2. Owl boxes. Numerous nesting sites for Barn Owls are located throughout the vineyard to encourage barn owl to take residence. Barn Owls eat and feed to their babies an unbelievable amount of rodents including gophers and mice every night.
3. Hawk perches. Tall perches are located in the vineyard. Predatory birds will utilize high lookout perches to hunt for prey. Hawks presence will also deter birds that damage crops.

At The Winery: Recycled Materials: All promotional materials such as; newsletters, stationary, and business cards are printed on recycled paper. Even paper towels and TP are made of recycled paper.
1. Our wine shippers are made from recycled material, and are completely recyclable.
2. All winery waste water is recycled. We collect and distribute all waste water back into the vineyard.

Sustainable practices:
1. The wine cellar is naturally cooled using “night-air” fans.
2. The Loft and Cellar-Master Suite utilize organic cotton sheets and towels.
3. Only sustainable products are used, such as Aveda biodegradable shampoos and amenities.
4. Organic or sustainable raw materials are sought out for any construction or re-modeling.
5. The Big Blue Bin; we recycle all glass, paper, cardboard, plastic, metal, wood products that pass through our doors. Items we can’t recycle we donate to habitat for humanity or other organizations such as Am-Vets or Salvation Army.
6. All cleaning products used at the winery are “green” or sustainable products.
7. Tank-less, on demand hot water heater, saves energy and resources.

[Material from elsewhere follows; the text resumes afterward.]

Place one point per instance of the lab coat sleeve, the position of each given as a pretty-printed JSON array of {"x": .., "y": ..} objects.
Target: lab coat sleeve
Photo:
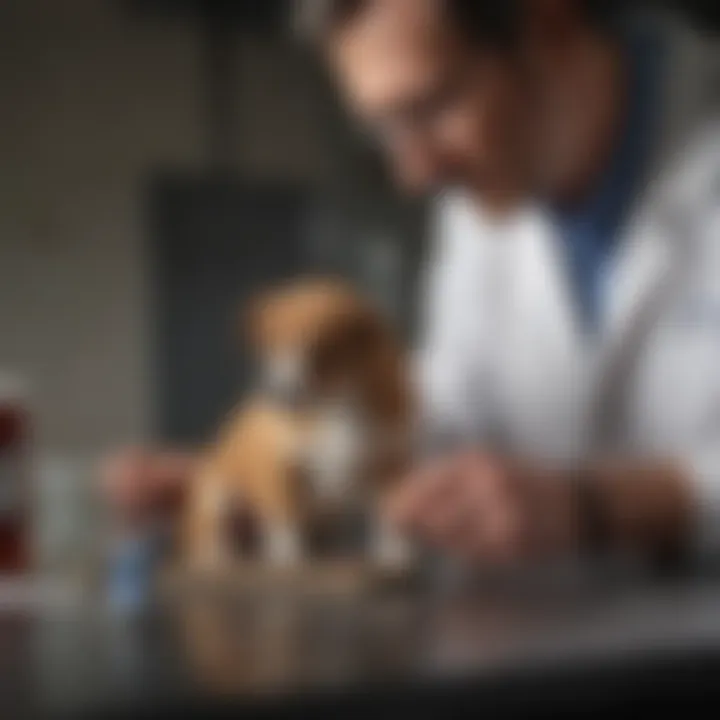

Mulch: Recycled Grapes: Even the stems, seeds, and skins are re-used. We recycle our grapes into mulch, adding local non-synthetic fertilizer (chicken manure). We tend our blend to make super high grade organic mulch/fertilizer and then spread it back in the vineyard. Benefits include:
1. Improved soil health, (healthy soil means a soil which contains mychorrizal bacteria, earthworms, and other beneficials) which leads to …
2. Improved vine health, (Vines not isolated in sterile soils dependant on synthetic fertilizers) ,and ultimately …
3. Improved wine quality .

Future Plans: We are always trying to raise our level of sustainability and plan to add wind powered generators and eventually solar power to offset our dependence on fossil fuel generated power.
1. The Gap Fueled Wind Powered Winery
2. Sun Powered Solar Fel
3. Off the grid guest accommodations (wind and solar powered cabanas).